Growing up with different cultures and living in different environments has instilled her with a curiosity about other people, places, expressions. For Lucie, Curatorship is an opportunity to tie together this curiosity with her passion for art, colour, language, and creating common ground - this is what makes her feel at home in the world.
Thabang Kanyane
Thabang Kanyane is an artist-curator who works in mediums such as painting, sound and film. He is a 2019 Bachelor of Technology in Fine Art cum laude graduate at Tshwane University of Technology. His body of work for his graduation exhibition consisted of a series of paintings which intersected with outsider art and free jazz. Thabang’s key interests are experimental artistic modes - and he explores these in the fields of fine arts, music and film.

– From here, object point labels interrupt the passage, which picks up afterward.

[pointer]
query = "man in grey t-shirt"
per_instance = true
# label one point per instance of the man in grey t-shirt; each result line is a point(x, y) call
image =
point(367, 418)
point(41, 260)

In his Honours research he engages with alternative exhibition spaces by observing the exhibition space to be both an object and site which has the capacity to transform viewer perceptions and experiences. He investigates some possibilities which alternative exhibition spaces can offer to artists and curators which might not be accommodated by the white cube.
Kay'leigh Fisher
Kay-Leigh Fisher is an aspiring curator and publisher, born in 1998 in Johannesburg, South Africa. She is a fine art graduate from the Wits School of Arts and decided to pursue the narrative power of curation to learn how she could help tell the important stories of others.
Kay-Leigh’s primary research has been focused on becoming narratives in regard to the development of hegemonic companion relationships with mediating objects that reinforce idealisations around identity. Her research has focused on objects that promise various transformations, particularly towards a projection of femininity within the complexity of feminized labour. She is interested in the ambiguity of being, through the practice of unlearning which occurs in counter-cultural spaces that promote care at embodied levels.
She is also the co-founder of a digital publishing initiative called ACT Zines. The collective produces zine publications as alternative exhibitions that are built on a framework of collaboration through the exploration of a range of performativity.
Xola Mlwandle
Xola Mlwandle was born in the Eastern Cape and obtained a BA, majoring in Anthropology and History, from University of Fort Hare. She is interested in the experiences and memories of individuals, especially those excluded by South African history and the public domain - and formulates new ways to manifest these accounts through story-telling and various forms of representation.
Her research for the Honours in Curatorship programme focuses on the idea of the traditional and symbolic act of wearing headdresses amongst Xhosa women and women who identify as African. She investigates how it has been politicized and misinterpreted through tracing histories and looking into archives and in so doing, unpacks ideas on the cultural aspects of the headdress and its undocumented histories.